Qu’est-ce qu’il est censé faire de tout ce qui appartenait à Thomas ? Il voudrait tellement pouvoir tout garder. Mais il sait que c’est impossible. Il sait que ça le fera souffrir, malgré le temps qui passe. Il sait que la douleur restera vive s’il continue de vivre avec son fantôme à côté de lui. Mais il est incapable pour l’instant de se séparer de quoique ce soit. Rien que l’idée de ce pull, de cet album photos qu’il n’aurait jamais ouvert de toute façon qui s’en vont, c’est déjà terrible pour lui. Isaac n’est pas prêt. Pas prêt à laisser partir Thomas, pas prêt à le laisser s’envoler dans l’au-delà. Peut-être son corps est-il enfermé dans un cercueil, peut-être est-il sous terre aujourd’hui, mais il y a encore son âme dans cet appartement. Dans cet univers qui n’appartenait qu’à eux. Et il ne veut pas que tout ça s’efface, qu’il ne reste véritablement plus qu’un immense vide étouffant. Assourdissant. Parfois, il déteste le silence qui l’entoure et il a envie de hurler jusqu’à s’en briser les cordes vocales. Il a envie de hurler sa rage, sa douleur. Sa frustration. Il veut hurler son cœur meurtri et son âme déchirée. Parce qu’il a perdu sa moitié, parce qu’il a perdu sa raison de vivre. Et jamais elle ne pourra être remplacée. Et c’est si injuste. « Bien sûr, il acquiesce doucement. Je te préviendrai. » Il n’ose pas ajouter que ce ne sera pas avant longtemps, qu’il doit se montrer patient. Parce qu’il n’ose imaginer la douleur de devoir se séparer d’un peu plus de Thomas à chaque instant ; parce qu’il n’ose envisager voir tous ces souvenirs disparaître un à un. Les uns après les autres. Ce sera comme un bout de son être qui s’en va avec eux. Comme une partie est déjà partie avec lui. Ce jour-là, en pleine rue, au milieu des sirènes et des cris. Il déglutit, tremblant. Il est presque soulagé que Dexter s’en aille comme s’il espérait reprendre sa respiration une fois la porte fermée. Comme s’il espérait pouvoir se replonger dans sa léthargie confortable une fois son beau-frère parti.
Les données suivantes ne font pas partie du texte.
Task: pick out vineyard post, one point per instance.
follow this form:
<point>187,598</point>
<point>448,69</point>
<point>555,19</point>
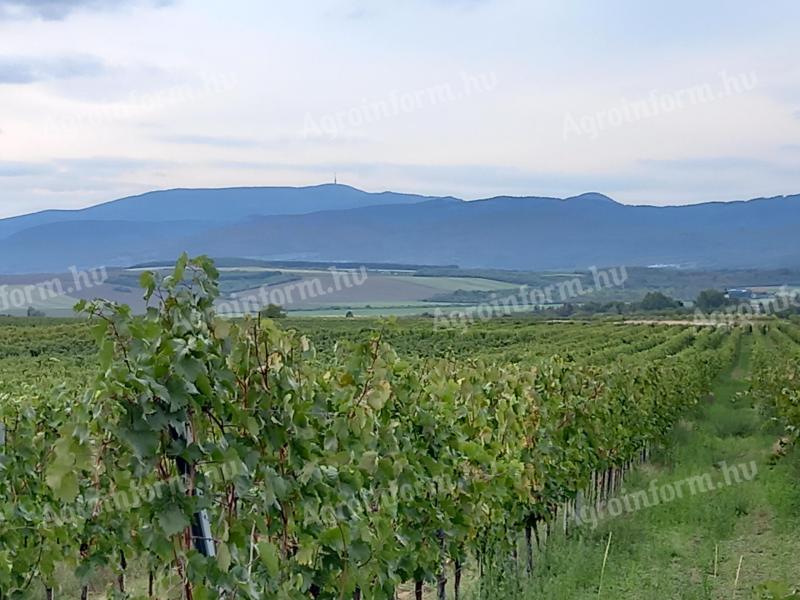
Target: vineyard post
<point>201,526</point>
<point>457,579</point>
<point>443,568</point>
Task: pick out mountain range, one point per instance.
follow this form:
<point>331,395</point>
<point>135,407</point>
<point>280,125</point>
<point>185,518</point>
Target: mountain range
<point>336,222</point>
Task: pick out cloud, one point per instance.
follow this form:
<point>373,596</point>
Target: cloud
<point>19,70</point>
<point>23,169</point>
<point>210,140</point>
<point>56,10</point>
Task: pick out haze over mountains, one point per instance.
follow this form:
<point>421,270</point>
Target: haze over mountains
<point>340,223</point>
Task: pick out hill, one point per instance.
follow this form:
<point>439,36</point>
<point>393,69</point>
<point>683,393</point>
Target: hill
<point>526,233</point>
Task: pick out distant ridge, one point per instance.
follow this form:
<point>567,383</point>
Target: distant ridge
<point>335,222</point>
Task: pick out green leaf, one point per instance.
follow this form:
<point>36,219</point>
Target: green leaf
<point>268,552</point>
<point>173,521</point>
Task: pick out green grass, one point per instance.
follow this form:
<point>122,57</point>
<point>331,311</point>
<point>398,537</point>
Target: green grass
<point>668,551</point>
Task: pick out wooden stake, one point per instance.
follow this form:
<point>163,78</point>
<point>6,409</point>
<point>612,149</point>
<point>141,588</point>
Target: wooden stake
<point>603,570</point>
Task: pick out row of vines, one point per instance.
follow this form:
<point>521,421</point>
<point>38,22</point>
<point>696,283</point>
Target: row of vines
<point>221,459</point>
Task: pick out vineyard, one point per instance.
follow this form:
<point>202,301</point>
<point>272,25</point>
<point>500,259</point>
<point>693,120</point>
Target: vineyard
<point>177,454</point>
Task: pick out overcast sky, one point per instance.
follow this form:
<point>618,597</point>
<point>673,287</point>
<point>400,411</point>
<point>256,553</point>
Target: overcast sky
<point>659,103</point>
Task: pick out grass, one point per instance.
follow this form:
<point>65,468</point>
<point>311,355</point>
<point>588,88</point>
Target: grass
<point>691,548</point>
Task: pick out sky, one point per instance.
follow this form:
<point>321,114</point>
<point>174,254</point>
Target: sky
<point>650,103</point>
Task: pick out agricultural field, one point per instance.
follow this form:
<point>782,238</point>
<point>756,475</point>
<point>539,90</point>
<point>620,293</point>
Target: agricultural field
<point>335,458</point>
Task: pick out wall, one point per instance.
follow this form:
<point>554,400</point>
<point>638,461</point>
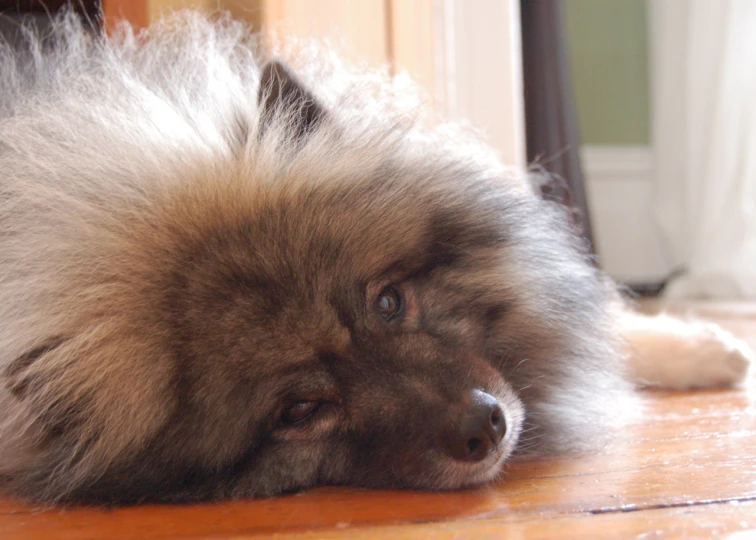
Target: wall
<point>607,44</point>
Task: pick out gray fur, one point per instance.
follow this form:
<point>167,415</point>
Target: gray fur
<point>173,269</point>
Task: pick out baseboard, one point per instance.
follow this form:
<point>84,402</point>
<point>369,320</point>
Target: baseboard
<point>619,181</point>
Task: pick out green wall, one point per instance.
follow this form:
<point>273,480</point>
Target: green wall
<point>607,43</point>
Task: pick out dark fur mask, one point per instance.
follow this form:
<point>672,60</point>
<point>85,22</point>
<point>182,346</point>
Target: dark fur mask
<point>239,295</point>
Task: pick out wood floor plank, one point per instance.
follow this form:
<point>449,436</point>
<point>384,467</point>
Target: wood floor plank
<point>736,520</point>
<point>674,472</point>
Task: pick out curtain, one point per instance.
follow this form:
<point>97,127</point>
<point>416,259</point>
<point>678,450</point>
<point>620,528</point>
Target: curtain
<point>704,138</point>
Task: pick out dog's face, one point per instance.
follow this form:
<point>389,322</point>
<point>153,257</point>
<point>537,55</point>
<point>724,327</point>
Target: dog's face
<point>383,321</point>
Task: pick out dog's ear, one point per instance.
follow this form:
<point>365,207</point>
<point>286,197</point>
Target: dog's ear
<point>282,97</point>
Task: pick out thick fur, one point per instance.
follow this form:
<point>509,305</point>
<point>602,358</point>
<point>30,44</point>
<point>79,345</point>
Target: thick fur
<point>183,255</point>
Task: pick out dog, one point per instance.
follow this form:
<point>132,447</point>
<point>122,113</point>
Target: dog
<point>228,271</point>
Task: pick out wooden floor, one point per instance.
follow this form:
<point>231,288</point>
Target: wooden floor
<point>687,470</point>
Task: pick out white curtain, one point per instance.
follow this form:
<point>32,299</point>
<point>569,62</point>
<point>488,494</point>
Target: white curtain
<point>704,138</point>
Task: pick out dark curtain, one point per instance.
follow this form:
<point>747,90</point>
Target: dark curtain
<point>550,122</point>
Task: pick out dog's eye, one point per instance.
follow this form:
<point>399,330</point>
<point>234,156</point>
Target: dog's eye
<point>389,303</point>
<point>299,412</point>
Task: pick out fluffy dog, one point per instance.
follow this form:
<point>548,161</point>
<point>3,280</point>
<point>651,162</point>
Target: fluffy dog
<point>226,277</point>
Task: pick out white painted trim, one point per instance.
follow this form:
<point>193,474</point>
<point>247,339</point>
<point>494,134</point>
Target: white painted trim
<point>483,75</point>
<point>619,181</point>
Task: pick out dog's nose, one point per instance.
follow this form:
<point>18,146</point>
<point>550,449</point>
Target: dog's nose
<point>480,430</point>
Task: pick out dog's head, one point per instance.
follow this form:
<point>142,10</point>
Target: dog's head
<point>373,309</point>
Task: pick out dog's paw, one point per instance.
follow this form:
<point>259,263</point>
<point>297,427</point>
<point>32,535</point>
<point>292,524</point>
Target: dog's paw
<point>675,354</point>
<point>711,357</point>
<point>720,359</point>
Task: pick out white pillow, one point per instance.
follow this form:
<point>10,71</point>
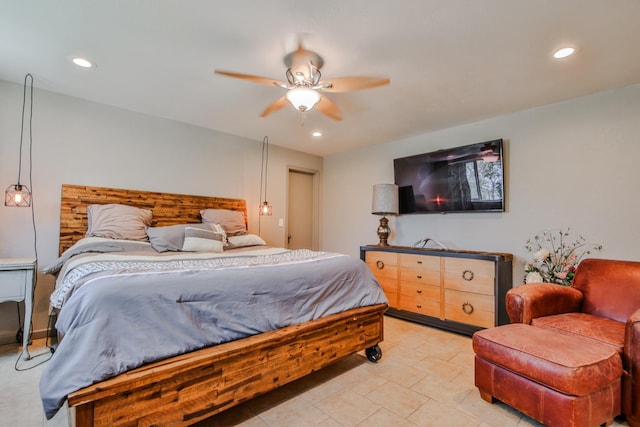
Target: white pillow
<point>232,221</point>
<point>116,221</point>
<point>199,240</point>
<point>246,240</point>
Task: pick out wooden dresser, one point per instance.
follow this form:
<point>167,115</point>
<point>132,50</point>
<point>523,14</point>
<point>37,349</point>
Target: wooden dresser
<point>461,291</point>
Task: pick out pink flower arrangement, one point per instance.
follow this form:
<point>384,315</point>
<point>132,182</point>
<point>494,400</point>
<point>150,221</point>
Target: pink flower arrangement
<point>556,257</point>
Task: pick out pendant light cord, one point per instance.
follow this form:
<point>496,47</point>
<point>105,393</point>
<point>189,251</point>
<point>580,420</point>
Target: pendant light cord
<point>24,102</point>
<point>263,176</point>
<point>33,216</point>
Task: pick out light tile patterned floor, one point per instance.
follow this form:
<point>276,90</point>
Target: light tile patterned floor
<point>425,378</point>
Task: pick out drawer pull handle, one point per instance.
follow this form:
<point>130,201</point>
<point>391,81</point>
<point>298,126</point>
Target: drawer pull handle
<point>467,308</point>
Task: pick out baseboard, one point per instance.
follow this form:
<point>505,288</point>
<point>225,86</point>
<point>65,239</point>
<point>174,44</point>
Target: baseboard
<point>35,335</point>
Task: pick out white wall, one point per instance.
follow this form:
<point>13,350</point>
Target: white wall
<point>572,164</point>
<point>79,142</point>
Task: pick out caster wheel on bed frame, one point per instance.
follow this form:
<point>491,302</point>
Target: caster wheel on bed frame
<point>374,353</point>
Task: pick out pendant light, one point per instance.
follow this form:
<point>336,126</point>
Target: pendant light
<point>19,195</point>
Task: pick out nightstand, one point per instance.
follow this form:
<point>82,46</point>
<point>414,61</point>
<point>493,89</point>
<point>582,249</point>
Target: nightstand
<point>17,280</point>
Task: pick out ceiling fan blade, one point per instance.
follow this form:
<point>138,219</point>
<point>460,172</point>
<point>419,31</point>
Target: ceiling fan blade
<point>327,107</point>
<point>255,79</point>
<point>275,106</point>
<point>349,84</point>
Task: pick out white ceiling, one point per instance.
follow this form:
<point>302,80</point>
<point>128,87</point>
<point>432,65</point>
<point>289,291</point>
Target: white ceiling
<point>450,61</point>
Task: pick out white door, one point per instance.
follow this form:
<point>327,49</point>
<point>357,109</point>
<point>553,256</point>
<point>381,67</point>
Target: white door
<point>300,226</point>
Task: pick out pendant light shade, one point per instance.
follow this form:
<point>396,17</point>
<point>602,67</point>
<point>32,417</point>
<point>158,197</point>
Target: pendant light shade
<point>17,195</point>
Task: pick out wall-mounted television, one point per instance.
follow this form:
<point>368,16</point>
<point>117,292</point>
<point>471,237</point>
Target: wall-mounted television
<point>462,179</point>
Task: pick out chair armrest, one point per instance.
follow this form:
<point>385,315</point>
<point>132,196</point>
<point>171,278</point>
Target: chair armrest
<point>527,302</point>
<point>631,364</point>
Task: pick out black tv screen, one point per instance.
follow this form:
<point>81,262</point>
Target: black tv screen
<point>462,179</point>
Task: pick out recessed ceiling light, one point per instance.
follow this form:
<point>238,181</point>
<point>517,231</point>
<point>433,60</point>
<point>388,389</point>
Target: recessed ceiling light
<point>564,52</point>
<point>84,63</point>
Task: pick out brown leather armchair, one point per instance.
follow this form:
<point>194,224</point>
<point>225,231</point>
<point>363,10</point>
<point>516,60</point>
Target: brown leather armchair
<point>603,304</point>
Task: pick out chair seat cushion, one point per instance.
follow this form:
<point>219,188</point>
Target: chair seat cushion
<point>572,365</point>
<point>587,325</point>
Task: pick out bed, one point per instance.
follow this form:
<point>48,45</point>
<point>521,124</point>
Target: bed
<point>193,378</point>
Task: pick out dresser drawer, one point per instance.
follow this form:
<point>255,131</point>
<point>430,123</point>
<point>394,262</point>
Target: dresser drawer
<point>420,305</point>
<point>470,308</point>
<point>413,290</point>
<point>470,275</point>
<point>420,277</point>
<point>384,266</point>
<point>420,262</point>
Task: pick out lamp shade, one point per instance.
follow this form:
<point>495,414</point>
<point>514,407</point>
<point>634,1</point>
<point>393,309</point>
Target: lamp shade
<point>303,98</point>
<point>17,195</point>
<point>385,199</point>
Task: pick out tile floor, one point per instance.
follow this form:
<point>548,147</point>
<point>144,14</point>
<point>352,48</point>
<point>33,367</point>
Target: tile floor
<point>425,378</point>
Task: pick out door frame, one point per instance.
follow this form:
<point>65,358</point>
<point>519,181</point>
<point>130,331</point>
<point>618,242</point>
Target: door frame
<point>315,211</point>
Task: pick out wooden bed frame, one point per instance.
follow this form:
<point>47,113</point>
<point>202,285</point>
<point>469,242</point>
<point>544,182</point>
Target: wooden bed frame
<point>188,388</point>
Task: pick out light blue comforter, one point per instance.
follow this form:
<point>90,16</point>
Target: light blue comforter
<point>122,315</point>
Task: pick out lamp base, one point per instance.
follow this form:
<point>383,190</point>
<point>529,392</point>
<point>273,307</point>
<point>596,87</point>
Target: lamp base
<point>383,231</point>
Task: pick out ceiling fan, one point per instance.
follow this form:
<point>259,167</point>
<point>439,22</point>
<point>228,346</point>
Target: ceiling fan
<point>305,86</point>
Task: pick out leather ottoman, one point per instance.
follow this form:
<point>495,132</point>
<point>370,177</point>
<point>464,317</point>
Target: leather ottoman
<point>557,379</point>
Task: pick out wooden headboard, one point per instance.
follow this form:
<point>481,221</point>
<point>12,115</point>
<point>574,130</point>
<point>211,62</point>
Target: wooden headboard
<point>168,209</point>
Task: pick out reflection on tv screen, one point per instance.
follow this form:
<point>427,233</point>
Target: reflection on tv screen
<point>461,179</point>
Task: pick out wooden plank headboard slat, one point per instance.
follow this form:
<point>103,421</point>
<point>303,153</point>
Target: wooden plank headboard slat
<point>167,208</point>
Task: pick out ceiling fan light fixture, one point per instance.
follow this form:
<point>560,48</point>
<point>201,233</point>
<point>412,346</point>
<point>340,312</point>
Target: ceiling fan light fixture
<point>303,98</point>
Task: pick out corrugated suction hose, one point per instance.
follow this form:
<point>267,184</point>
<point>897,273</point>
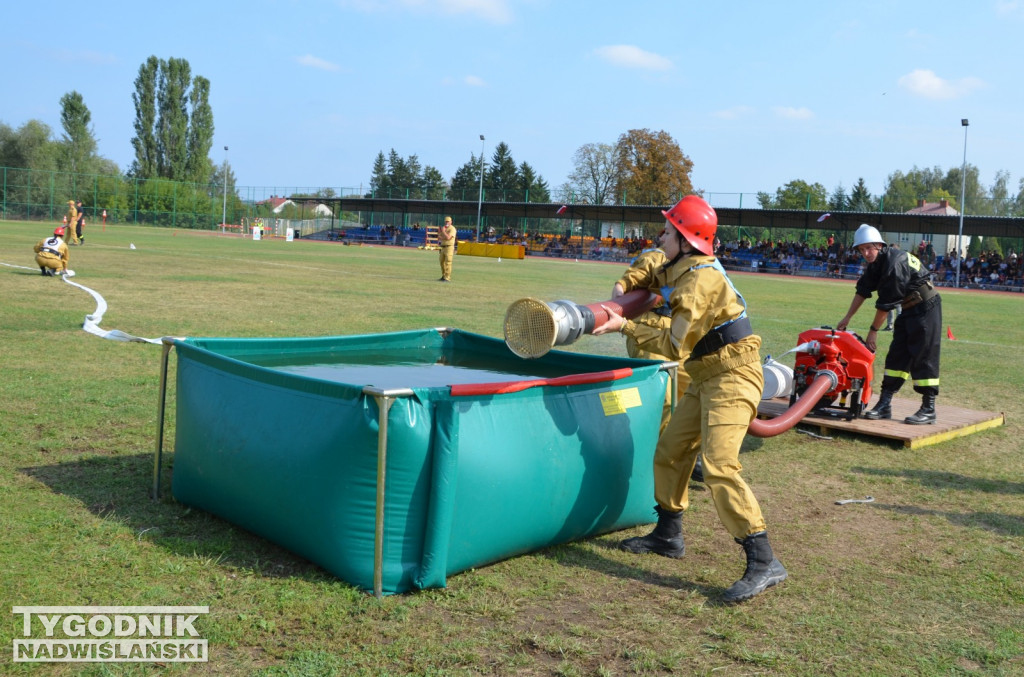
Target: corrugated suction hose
<point>822,383</point>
« Toi aussi, répond-il du bout des lèvres avec un arrière goût de vomis dans la bouche. » Mais ce ne sont que des mots. Des mots vides de sens et qui n’ont plus aucune signification. Courage. Mais du courage, il n’en a plus. Du courage, il ne sait plus ce que c’était. Parce qu’il n’y avait jamais eu que le sourire de Thomas pour lui redonner courage ; parce qu’il n’y avait jamais que sa voix, si douce, si tendre, pour lui rappeler de ne pas baisser les bras. Alors non, du courage, il n’en avait plus en réserve. La porte de l’appartement se referme doucement, presque sans bruit derrière Dexter et Isaac s’effondre sur son canapé. La tête entre les mains. La douleur au fond du cœur. De nouveau seul, il est de nouveau seul. Et le silence l’étouffe, et l’envie de hurler revient. Plus forte, plus violente encore. C’est tellement puissant que son corps semble se plier sous la décharge presque électrique. Pourquoi lui ? Pourquoi Thomas ? Pourquoi maintenant ? Ils devaient se marier, ils devaient vivre ensemble. Ils devaient fonder une famille et voir leurs enfants grandir, voir leurs petits-enfants naître. Ils auraient dû vieillir l’un à côté de l’autre. Mourir à quatre-vingt dix ans, après avoir tant vécu. Mais voilà que tout avait explosé, tout était parti en fumée. Et il ne restait rien. Rien du tout. Plus rien. Jamais. Le vide. Un vide si immense qu’il finirait par s’y noyer. Alors comme pour échapper à ce tumulte de sentiments et de pensées disparates, Isaac va jusqu’au buffet et prend la première bouteille qui bute contre ses doigts. Du Whisky. Haussant les épaules, il s’en sert un grand verre. Il n’a pourtant jamais aimé ça, c’était pour leurs invités qui passaient parfois à l’improviste. Après une grande inspiration, il le vide d’une traite, sentant sa gorge prendre feu sous la caresse de l’alcool. Le liquide est pareil à une langue de feu. Ça fait mal, ça fait du bien. C’est juste ce qu’il lui faut. Un autre verre. Cette douleur physique pour oublier celle dans sa cage thoracique. Ce liquide ambré pour lui faire tourner la tête jusqu’à l’évanouissement. Un autre verre, encore. Jusqu’à ce que le monde disparaisse, jusqu’à ce qu’il ne reste plus rien qu’un grand trou noir duquel jamais plus il ne ressortira. Un autre verre, toujours.